The Anchored Leadership Conference took place on Friday and Saturday, November 2-3, 2018. The stated intent of the gathering targeted at youth and ministry leaders was the “Equipping (of) church leaders to reach a sexually ‘fluid’ generation with grace and truth in an ‘everything’s okay’ world.” The main speakers were Jonathan McKee (The Source for Youth Ministry), Caleb Kaltenbach (pastor and author), Sean McDowell (speaker, teacher, and author), and Greg Stier (Dare 2 Share Ministries).
I attended to learn first hand how leaders in youth ministries advise others to respond when LGBTQ youth in churches come out to them, or when speaking of sexual orientation and gender identity issues in youth groups and conferences. I interacted with each of the main speakers and most of the panel members while at the conference. All of the main speakers were aware of my presence and of the work I do. While I took many pages of notes, I did not ask any questions publicly. I just wanted to listen.
I followed up with all four main speakers in emails one week after the conference. All the statements I refer to in my letters were spoken publicly. The exception were some comments from time I spent over lunch at a communal table with Jonathan McKee. I have redacted a section of my letter to him for privacy reasons.
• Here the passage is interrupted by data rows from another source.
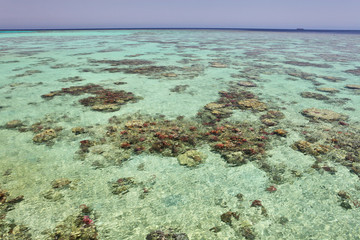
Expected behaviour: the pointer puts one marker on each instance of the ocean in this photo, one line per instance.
(179, 134)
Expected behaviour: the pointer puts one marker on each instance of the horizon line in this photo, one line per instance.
(187, 28)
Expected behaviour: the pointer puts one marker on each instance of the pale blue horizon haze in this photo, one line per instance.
(309, 14)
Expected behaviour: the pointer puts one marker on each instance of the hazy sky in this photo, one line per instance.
(316, 14)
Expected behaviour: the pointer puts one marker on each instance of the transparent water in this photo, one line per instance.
(317, 192)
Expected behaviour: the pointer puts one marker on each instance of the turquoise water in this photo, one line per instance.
(152, 94)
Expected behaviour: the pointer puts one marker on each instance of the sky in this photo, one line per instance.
(287, 14)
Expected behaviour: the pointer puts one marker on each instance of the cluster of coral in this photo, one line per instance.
(104, 100)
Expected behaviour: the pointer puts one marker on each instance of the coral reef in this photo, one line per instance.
(353, 86)
(122, 185)
(316, 96)
(104, 100)
(45, 136)
(355, 71)
(308, 64)
(14, 124)
(328, 89)
(79, 225)
(168, 234)
(191, 158)
(10, 230)
(323, 114)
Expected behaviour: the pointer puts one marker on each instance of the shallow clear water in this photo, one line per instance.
(173, 75)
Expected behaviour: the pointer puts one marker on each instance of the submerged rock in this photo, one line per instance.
(323, 114)
(191, 158)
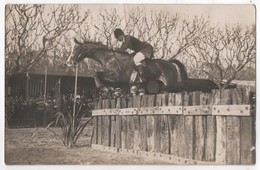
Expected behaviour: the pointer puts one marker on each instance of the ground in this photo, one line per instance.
(26, 146)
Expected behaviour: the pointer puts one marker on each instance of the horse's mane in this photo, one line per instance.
(99, 44)
(103, 46)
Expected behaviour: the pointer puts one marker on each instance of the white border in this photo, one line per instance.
(2, 10)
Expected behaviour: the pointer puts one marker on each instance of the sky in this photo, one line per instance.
(219, 14)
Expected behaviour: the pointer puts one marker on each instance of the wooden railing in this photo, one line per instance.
(184, 128)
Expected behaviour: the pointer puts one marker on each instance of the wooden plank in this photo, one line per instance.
(231, 110)
(233, 133)
(128, 111)
(113, 125)
(150, 125)
(118, 126)
(124, 124)
(95, 125)
(143, 125)
(137, 137)
(105, 125)
(99, 106)
(189, 129)
(197, 110)
(130, 127)
(247, 130)
(170, 110)
(95, 131)
(200, 128)
(157, 122)
(221, 138)
(164, 129)
(210, 142)
(174, 99)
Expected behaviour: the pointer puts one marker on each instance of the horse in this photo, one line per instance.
(119, 70)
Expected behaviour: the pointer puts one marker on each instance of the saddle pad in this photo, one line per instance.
(133, 76)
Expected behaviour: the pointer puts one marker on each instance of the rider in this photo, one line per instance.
(141, 49)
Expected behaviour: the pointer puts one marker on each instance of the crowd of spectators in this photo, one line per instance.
(18, 107)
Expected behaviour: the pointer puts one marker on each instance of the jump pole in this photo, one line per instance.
(75, 96)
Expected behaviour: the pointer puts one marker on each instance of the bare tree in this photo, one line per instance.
(223, 53)
(36, 28)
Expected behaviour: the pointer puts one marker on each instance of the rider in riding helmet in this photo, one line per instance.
(141, 49)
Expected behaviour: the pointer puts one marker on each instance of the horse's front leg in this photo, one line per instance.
(106, 77)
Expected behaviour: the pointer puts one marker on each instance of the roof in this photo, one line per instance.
(61, 73)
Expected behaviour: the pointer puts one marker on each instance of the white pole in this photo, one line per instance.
(59, 89)
(75, 97)
(45, 98)
(45, 85)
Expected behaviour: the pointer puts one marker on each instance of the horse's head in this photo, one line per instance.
(83, 50)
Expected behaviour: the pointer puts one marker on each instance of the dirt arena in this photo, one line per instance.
(37, 146)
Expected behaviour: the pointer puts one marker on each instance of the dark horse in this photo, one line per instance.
(118, 71)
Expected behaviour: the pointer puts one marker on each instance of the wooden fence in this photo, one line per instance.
(183, 128)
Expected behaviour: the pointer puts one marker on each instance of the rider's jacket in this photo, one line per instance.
(136, 45)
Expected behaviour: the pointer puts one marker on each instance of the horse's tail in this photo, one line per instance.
(183, 70)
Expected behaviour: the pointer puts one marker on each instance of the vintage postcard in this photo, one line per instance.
(130, 84)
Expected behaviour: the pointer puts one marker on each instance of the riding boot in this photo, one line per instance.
(140, 69)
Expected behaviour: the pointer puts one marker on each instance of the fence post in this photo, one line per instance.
(189, 129)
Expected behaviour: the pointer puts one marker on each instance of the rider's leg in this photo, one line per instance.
(138, 58)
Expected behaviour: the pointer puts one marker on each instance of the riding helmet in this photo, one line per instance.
(118, 32)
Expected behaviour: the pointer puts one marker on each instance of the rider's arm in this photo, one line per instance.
(125, 45)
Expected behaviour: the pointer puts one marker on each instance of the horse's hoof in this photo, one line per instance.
(153, 87)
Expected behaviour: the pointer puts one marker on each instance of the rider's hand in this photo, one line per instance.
(111, 48)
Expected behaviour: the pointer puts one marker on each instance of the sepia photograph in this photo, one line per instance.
(129, 84)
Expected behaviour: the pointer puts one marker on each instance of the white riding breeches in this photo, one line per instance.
(138, 58)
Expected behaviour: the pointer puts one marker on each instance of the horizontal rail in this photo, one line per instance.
(231, 110)
(160, 156)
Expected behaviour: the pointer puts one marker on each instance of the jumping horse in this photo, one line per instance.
(119, 70)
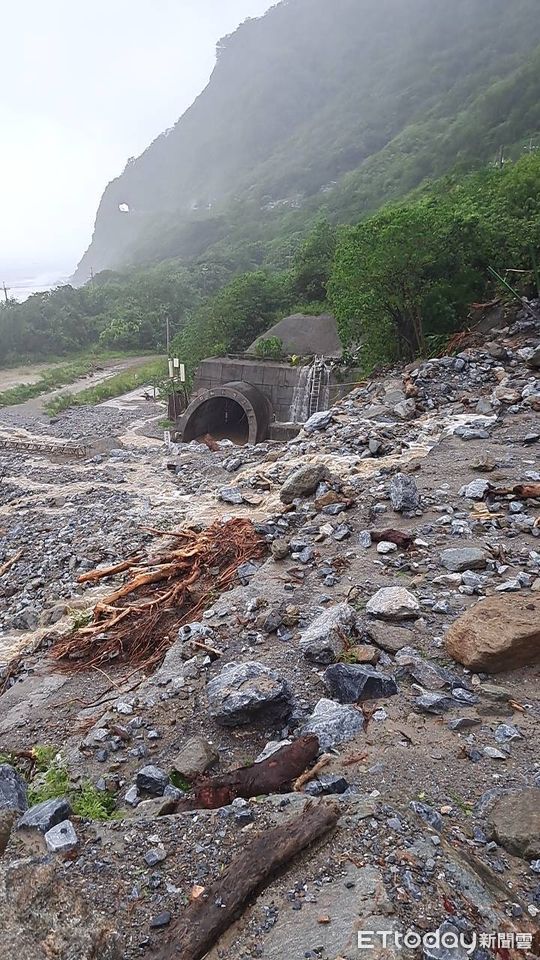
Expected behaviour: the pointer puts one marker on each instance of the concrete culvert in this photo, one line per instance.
(236, 411)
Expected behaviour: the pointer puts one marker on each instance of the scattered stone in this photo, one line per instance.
(389, 638)
(302, 482)
(326, 638)
(325, 785)
(404, 494)
(319, 421)
(433, 703)
(427, 814)
(352, 683)
(333, 724)
(280, 549)
(497, 633)
(232, 495)
(463, 723)
(7, 819)
(45, 815)
(364, 653)
(194, 759)
(515, 823)
(155, 856)
(161, 920)
(152, 780)
(384, 547)
(475, 490)
(405, 410)
(248, 691)
(393, 603)
(12, 789)
(61, 838)
(459, 559)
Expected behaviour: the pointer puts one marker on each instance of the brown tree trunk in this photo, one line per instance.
(207, 917)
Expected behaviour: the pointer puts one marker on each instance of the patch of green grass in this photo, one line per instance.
(54, 782)
(150, 373)
(58, 376)
(51, 780)
(80, 618)
(90, 803)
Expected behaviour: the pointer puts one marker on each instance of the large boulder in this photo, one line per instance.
(45, 815)
(302, 482)
(12, 789)
(352, 683)
(249, 691)
(325, 639)
(333, 724)
(393, 603)
(404, 494)
(515, 823)
(459, 559)
(498, 633)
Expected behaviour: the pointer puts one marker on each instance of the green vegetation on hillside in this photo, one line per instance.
(412, 269)
(407, 273)
(324, 108)
(153, 373)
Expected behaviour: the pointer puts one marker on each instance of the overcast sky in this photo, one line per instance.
(85, 84)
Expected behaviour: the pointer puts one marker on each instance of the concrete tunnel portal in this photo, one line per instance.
(237, 411)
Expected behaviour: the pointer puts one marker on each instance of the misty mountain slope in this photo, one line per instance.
(333, 105)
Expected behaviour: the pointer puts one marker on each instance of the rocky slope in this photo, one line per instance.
(315, 106)
(395, 616)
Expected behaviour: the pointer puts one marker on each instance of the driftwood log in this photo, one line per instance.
(402, 540)
(211, 914)
(278, 771)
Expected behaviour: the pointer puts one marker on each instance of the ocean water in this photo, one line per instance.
(21, 287)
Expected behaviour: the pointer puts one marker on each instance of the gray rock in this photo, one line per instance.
(433, 703)
(333, 723)
(12, 789)
(404, 494)
(45, 815)
(475, 490)
(326, 785)
(463, 723)
(459, 559)
(389, 637)
(302, 482)
(61, 838)
(406, 410)
(427, 814)
(515, 823)
(248, 691)
(393, 603)
(152, 780)
(195, 757)
(280, 549)
(506, 732)
(534, 360)
(352, 683)
(232, 495)
(325, 639)
(319, 421)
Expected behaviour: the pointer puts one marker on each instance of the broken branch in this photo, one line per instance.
(210, 914)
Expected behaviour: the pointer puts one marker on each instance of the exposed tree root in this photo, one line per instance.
(211, 913)
(137, 622)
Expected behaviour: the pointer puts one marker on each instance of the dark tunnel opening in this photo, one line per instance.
(221, 418)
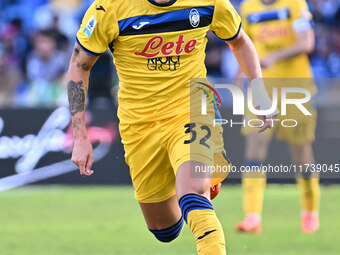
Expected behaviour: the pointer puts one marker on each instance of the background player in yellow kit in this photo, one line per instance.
(283, 36)
(158, 48)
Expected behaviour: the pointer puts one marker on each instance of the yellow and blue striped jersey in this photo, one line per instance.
(273, 27)
(156, 48)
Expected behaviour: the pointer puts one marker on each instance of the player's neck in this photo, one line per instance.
(268, 1)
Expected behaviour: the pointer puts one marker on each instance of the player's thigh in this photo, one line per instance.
(151, 172)
(161, 215)
(191, 150)
(189, 181)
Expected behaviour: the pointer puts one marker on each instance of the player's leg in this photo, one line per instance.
(193, 194)
(153, 179)
(164, 219)
(309, 186)
(300, 139)
(253, 184)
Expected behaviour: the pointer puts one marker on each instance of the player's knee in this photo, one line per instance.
(168, 234)
(190, 202)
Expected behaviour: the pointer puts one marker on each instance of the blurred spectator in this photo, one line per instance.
(46, 66)
(31, 73)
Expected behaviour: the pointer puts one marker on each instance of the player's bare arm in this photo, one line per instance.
(247, 58)
(78, 80)
(304, 45)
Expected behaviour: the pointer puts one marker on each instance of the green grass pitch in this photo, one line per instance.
(107, 221)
I’m making my comments to each of them public one week after sending out the individual emails.
Perhaps my written objections may help others better listen to what is being spoken/not spoken, and then to assess what they hear. Maybe the letters may help model how objections might be offered in a civil tone.
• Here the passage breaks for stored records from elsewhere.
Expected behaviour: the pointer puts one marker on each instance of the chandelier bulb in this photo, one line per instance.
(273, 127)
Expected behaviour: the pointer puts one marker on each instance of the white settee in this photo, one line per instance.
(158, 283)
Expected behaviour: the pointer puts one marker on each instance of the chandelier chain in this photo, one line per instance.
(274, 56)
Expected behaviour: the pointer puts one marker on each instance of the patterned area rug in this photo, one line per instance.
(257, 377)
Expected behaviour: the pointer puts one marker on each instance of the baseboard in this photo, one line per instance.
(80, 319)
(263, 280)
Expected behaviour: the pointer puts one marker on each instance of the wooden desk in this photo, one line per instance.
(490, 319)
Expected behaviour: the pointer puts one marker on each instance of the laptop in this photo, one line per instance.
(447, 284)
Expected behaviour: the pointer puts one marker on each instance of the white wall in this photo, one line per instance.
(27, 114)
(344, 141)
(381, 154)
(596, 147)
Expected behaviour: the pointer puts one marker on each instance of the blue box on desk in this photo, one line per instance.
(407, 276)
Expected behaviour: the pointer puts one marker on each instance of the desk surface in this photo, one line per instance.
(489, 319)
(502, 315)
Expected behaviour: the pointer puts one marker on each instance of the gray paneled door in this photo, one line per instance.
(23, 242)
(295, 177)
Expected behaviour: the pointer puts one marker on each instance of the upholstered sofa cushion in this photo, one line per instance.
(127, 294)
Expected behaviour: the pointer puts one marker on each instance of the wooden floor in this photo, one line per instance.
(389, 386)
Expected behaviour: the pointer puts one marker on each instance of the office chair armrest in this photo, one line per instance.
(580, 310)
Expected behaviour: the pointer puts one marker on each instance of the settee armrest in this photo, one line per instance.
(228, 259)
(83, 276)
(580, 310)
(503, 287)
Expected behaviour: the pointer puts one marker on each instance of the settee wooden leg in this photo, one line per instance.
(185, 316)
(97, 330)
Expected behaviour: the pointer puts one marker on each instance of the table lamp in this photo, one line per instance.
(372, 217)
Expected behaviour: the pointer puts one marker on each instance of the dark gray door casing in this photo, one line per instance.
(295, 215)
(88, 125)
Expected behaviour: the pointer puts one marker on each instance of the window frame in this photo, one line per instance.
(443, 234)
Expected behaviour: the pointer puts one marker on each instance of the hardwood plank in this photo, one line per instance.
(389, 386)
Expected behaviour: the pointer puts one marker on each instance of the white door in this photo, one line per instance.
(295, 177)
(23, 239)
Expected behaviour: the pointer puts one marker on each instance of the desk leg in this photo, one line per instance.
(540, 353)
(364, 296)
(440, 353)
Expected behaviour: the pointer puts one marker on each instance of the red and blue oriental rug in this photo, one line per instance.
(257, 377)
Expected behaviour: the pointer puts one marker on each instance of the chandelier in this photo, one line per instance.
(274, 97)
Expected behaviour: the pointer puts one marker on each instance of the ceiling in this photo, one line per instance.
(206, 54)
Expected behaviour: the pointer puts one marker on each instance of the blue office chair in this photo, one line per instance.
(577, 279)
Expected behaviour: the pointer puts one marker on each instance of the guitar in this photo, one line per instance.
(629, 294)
Two of my letters to the presenters are quite long. One of those letters was written to Jonathan McKee who included as part of his presentation that he is the father of a transgender child (male to female). McKee misgendered his daughter throughout the talk. This was the focus of my letter to him.
The conference team seemed to look to Sean McDowell as the theology expert on sex and gender. My letter to McDowell is quite long. In that letter, I emphasis context and the progression of understanding human sexuality over time as well as the radically changing roles of men and women.
The letter to Greg Stier is quite short. His talk seemed oddly adapted from his standard fare at youth conferences and lacked action points, especially as one might expect from the closing speaker to the two-day conference.